Hot Links 03: Shanice Smith

The third ‘hot links’ features Shanice Smith, our inaugural and incoming artist resident at Residency Unlimited in Brooklyn.

– What is your project or role with the Caribbean Art Initiative? 

To further explore themes and build on research I started while in residence at Vermont Studio Centre in May of this year. This includes, but is not limited to, the effects of (unresolved) trauma and epigenetics in relation to Caribbean families, and how it impacts our cultural identity.

– What does “cultural exchange” mean to you?

Cultural exchange is the barter of knowledge on varying components that encompass a specific culture. This can be done through sharing food (since food is one of the main focal points of many cultural exchanges), music, clothing, or even vernacular, but it must be reciprocated on the same level in order for it to be a respectful exchange. This is something I spent a lot of time doing recently, at Vermont Studio Center, with my peers through the use of food and snacks from Trinidad and Tobago and even by sharing our dialect.

– What is one unique perspective or element about the Caribbean that you would like the global community to know better?
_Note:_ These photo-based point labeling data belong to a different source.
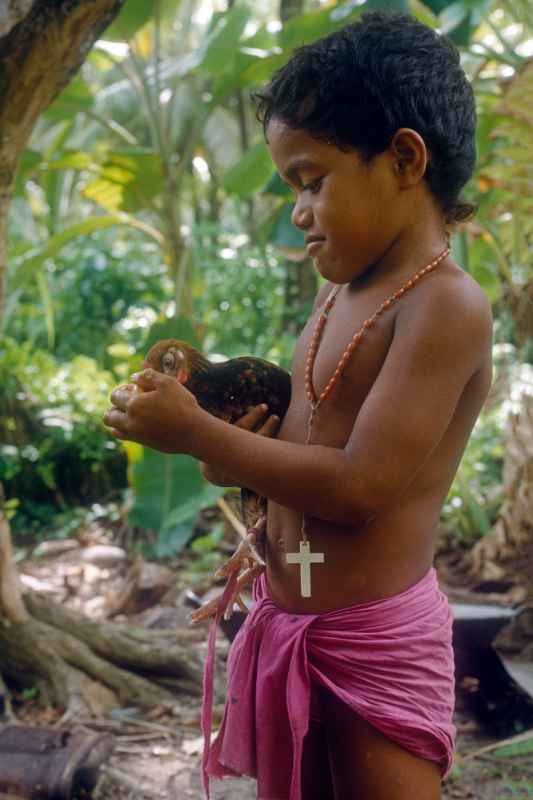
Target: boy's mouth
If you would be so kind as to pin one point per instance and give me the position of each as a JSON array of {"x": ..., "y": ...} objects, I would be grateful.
[{"x": 313, "y": 243}]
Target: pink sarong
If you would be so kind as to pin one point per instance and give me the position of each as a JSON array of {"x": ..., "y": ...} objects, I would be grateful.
[{"x": 390, "y": 660}]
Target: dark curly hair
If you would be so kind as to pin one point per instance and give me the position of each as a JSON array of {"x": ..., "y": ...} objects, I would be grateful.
[{"x": 356, "y": 87}]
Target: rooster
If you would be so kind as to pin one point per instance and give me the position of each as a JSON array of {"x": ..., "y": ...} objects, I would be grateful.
[{"x": 228, "y": 390}]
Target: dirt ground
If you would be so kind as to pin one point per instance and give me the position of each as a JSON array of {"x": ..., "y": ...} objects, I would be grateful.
[
  {"x": 158, "y": 755},
  {"x": 165, "y": 770}
]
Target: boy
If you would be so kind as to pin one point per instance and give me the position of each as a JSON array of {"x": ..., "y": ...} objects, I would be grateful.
[{"x": 341, "y": 679}]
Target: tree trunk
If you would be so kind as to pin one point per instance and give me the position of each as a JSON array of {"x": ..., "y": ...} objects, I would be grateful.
[
  {"x": 43, "y": 45},
  {"x": 76, "y": 664},
  {"x": 300, "y": 285}
]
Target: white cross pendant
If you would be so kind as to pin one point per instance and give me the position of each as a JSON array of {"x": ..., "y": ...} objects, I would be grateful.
[{"x": 305, "y": 558}]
I’d really love for more people from the global community to research the Caribbean, particularly our geographical location/s. I think there is a lack of understanding that each island is completely different (though some of us might possess similarities with regards to historical context). We are not all a district in Jamaica. This is a pet peeve for many of us from the Caribbean — persons external to the region often think that we’re all Jamaicans or, worse yet, try to speak to us with a fake Jamaican accent. This ties in with the idea of respectful cultural exchange as opposed to stereotyping; it is important for others not to generalise the Caribbean, but to engage with it as a diverse region with distinct cultures, languages and just overall identities. 

– And finally, describe something that is “hot” to you. 

Something that is ‘hot’ to me is, a good, good Trinidadian curry — buss up shut/paratha roti to be exact. Everyone should experience a good Trini curry at least once in their lives. It’s one of my favourite comfort foods). Trinidadian food is often savoury and very flavourful.